Polyakov's formulation of $2d$ bosonic string theory

TL;DR

This paper rigorously defines and analyzes Polyakov's 2D bosonic string theory using probabilistic methods, establishing convergence results and connecting to Liouville quantum gravity and random planar maps.

Contribution

It provides the first mathematical proof of convergence for string theory partition functions and introduces a non-perturbative probabilistic framework for 2D bosonic strings.

Findings

Proves convergence of Polyakov's partition function for genus ≥ 2 surfaces with D ≤ 1 bosons.

Defines Liouville quantum field theory on Riemann surfaces probabilistically.

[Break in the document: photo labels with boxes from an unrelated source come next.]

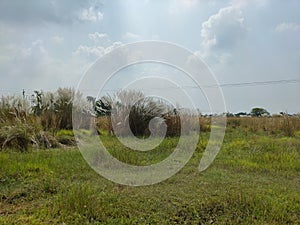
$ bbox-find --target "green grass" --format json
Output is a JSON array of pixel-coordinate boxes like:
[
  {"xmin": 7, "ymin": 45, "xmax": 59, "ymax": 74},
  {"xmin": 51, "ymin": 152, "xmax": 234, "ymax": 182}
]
[{"xmin": 0, "ymin": 130, "xmax": 300, "ymax": 224}]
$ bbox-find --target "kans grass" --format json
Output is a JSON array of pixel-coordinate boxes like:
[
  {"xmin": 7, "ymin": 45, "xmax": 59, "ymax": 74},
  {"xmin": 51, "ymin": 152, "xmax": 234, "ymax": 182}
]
[{"xmin": 0, "ymin": 121, "xmax": 300, "ymax": 224}]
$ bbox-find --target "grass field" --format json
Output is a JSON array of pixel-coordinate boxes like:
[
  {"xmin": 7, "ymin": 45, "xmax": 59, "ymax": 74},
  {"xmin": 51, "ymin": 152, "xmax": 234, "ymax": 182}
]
[{"xmin": 0, "ymin": 126, "xmax": 300, "ymax": 224}]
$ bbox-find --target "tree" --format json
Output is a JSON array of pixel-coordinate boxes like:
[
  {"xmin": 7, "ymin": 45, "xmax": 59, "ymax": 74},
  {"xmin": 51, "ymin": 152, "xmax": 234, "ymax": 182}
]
[{"xmin": 250, "ymin": 108, "xmax": 270, "ymax": 117}]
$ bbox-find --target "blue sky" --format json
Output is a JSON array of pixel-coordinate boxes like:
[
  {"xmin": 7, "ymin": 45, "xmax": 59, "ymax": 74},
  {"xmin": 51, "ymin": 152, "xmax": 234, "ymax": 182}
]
[{"xmin": 0, "ymin": 0, "xmax": 300, "ymax": 113}]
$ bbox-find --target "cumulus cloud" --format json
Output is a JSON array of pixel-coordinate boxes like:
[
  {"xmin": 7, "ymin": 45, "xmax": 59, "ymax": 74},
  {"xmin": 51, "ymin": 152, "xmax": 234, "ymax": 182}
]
[
  {"xmin": 51, "ymin": 36, "xmax": 64, "ymax": 44},
  {"xmin": 79, "ymin": 7, "xmax": 103, "ymax": 22},
  {"xmin": 73, "ymin": 42, "xmax": 122, "ymax": 60},
  {"xmin": 0, "ymin": 0, "xmax": 103, "ymax": 25},
  {"xmin": 275, "ymin": 22, "xmax": 300, "ymax": 33},
  {"xmin": 169, "ymin": 0, "xmax": 200, "ymax": 14},
  {"xmin": 88, "ymin": 32, "xmax": 110, "ymax": 44},
  {"xmin": 201, "ymin": 6, "xmax": 247, "ymax": 61},
  {"xmin": 123, "ymin": 32, "xmax": 141, "ymax": 42}
]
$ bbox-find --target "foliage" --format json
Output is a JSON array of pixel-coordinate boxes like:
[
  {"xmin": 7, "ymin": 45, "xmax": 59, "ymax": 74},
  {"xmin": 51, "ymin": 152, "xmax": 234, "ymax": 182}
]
[{"xmin": 250, "ymin": 108, "xmax": 270, "ymax": 117}]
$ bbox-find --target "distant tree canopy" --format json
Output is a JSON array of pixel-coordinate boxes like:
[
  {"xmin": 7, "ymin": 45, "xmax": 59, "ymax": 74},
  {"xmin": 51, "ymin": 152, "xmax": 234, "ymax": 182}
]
[{"xmin": 250, "ymin": 108, "xmax": 270, "ymax": 117}]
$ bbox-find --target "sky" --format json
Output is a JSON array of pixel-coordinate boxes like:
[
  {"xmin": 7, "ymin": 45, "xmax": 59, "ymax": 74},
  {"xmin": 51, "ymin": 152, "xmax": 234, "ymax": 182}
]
[{"xmin": 0, "ymin": 0, "xmax": 300, "ymax": 113}]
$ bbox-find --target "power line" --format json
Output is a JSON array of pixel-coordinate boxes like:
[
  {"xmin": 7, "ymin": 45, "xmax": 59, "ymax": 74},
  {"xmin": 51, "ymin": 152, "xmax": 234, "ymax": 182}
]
[{"xmin": 0, "ymin": 79, "xmax": 300, "ymax": 94}]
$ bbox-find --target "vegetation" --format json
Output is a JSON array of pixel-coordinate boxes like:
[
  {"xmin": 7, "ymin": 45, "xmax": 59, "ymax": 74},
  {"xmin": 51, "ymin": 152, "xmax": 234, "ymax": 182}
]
[
  {"xmin": 0, "ymin": 89, "xmax": 300, "ymax": 224},
  {"xmin": 0, "ymin": 125, "xmax": 300, "ymax": 224}
]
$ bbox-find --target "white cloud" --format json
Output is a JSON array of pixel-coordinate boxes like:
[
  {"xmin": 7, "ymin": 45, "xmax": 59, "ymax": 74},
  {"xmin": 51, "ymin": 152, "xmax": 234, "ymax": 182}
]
[
  {"xmin": 51, "ymin": 36, "xmax": 64, "ymax": 44},
  {"xmin": 231, "ymin": 0, "xmax": 270, "ymax": 8},
  {"xmin": 73, "ymin": 42, "xmax": 122, "ymax": 60},
  {"xmin": 88, "ymin": 32, "xmax": 108, "ymax": 43},
  {"xmin": 79, "ymin": 6, "xmax": 103, "ymax": 22},
  {"xmin": 200, "ymin": 6, "xmax": 247, "ymax": 61},
  {"xmin": 123, "ymin": 32, "xmax": 141, "ymax": 42},
  {"xmin": 169, "ymin": 0, "xmax": 200, "ymax": 14},
  {"xmin": 275, "ymin": 22, "xmax": 300, "ymax": 33}
]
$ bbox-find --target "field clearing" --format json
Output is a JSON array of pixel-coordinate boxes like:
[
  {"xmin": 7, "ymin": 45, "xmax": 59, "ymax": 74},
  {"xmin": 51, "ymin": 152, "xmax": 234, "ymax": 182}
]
[{"xmin": 0, "ymin": 129, "xmax": 300, "ymax": 224}]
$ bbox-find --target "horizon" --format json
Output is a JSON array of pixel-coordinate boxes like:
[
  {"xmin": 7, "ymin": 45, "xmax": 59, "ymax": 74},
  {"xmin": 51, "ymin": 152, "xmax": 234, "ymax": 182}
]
[{"xmin": 0, "ymin": 0, "xmax": 300, "ymax": 113}]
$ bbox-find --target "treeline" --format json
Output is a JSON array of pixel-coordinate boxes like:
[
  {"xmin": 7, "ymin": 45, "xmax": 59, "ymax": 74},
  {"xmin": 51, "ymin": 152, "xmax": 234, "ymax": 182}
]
[{"xmin": 0, "ymin": 88, "xmax": 300, "ymax": 151}]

Suggests a connection between string theory scaling limits and random planar maps.

Abstract

Using probabilistic methods, we first define Liouville quantum field theory on Riemann surfaces of genus $\mathbf{g}\geq 2$ and show that it is a conformal field theory. We use the partition function of Liouville quantum field theory to give a mathematical sense to Polyakov's partition function of noncritical bosonic string theory \cite{Pol} (also called $2d$ bosonic string theory) and to Liouville quantum gravity. Then we show the convergence of Polyakov's partition function over the moduli space of Riemann surfaces in genus $\mathbf{g}\geq 2$ in the case of $D\leq 1$ boson. This is done by performing a careful analysis of the behaviour of the partition function at the boundary of moduli space. An essential feature of our approach is that it is probabilistic and non perturbative. The interest of our result is twofold. First, to the best of our knowledge, this is the first mathematical result about convergence of string theories. Second, our construction describes conjecturally the scaling limit of higher genus random planar maps weighted by Conformal Field Theories: we make precise conjectures about this statement at the end of the paper.